As próximas rodadas de estudos devem envolver pacientes com outras doenças virais, como a gripe, para analisar se nesses casos a produção de tais biomoléculas lipídicas também é alterada pela ação dos corticoides. Além disso, será investigado se o organismo mantém a mesma capacidade de produção de endocanabinoides após a vacinação contra a Covid-19 e na convalescença da doença.
“Temos interesse ainda em fazer associações com grupos que trabalhem com canabidiol para testes em modelos experimentais animais, já que agora estamos em uma fase diferente da Covid-19”, diz Sorgi.
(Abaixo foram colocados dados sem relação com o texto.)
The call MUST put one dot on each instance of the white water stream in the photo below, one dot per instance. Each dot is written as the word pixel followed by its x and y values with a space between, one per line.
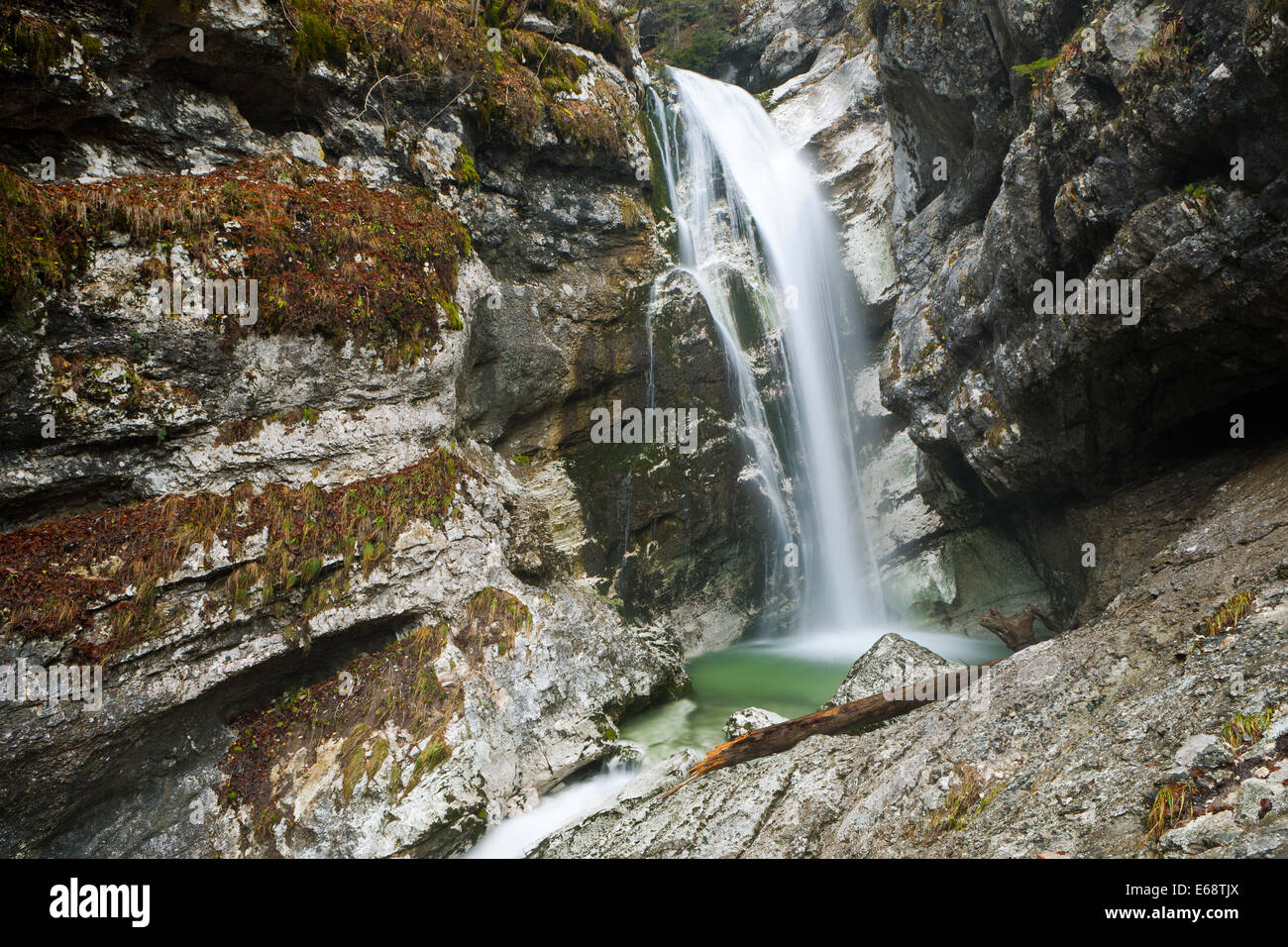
pixel 758 239
pixel 764 250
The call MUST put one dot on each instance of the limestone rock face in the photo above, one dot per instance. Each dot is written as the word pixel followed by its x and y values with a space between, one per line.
pixel 110 406
pixel 1115 161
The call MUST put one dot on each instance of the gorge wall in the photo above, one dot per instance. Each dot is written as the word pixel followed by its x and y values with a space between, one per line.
pixel 356 577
O trabalho faz parte do consórcio ImunoCovid, que envolve, além do departamento de Química da FFCLRP-USP, os departamentos de Análises Clínicas, Toxicológicas e Bromatológicas da Faculdade de Ciências Farmacêuticas de Ribeirão Preto (FCFRP-USP), de Bioquímica e Imunologia, de Cirurgia e Anatomia e de Clínica Médica da Faculdade de Medicina de Ribeirão Preto (FMRP-USP) e de Enfermagem Geral e Especializada da Escola de Enfermagem de Ribeirão Preto (EERP-USP).
Também participaram cientistas do Departamento de Genética e Evolução do Centro de Ciências Biológicas e da Saúde da Universidade Federal de São Carlos (CCBS-UFSCar), do Hospital Santa Casa de Misericórdia de Ribeirão Preto e do Instituto de Ciências Biológicas da Universidade Federal do Amazonas (ICB-UFAM). A primeira autoria é dividida por um bolsista Fapesp de Iniciação Científica, Jonatan Constança Silva de Carvalho, uma aluna de doutorado, Diana Mota Toro, e os doutores Pedro Vieira da Silva-Neto, Carlos Alessandro Fuzo e Viviani Nardini, da USP de Ribeirão Preto.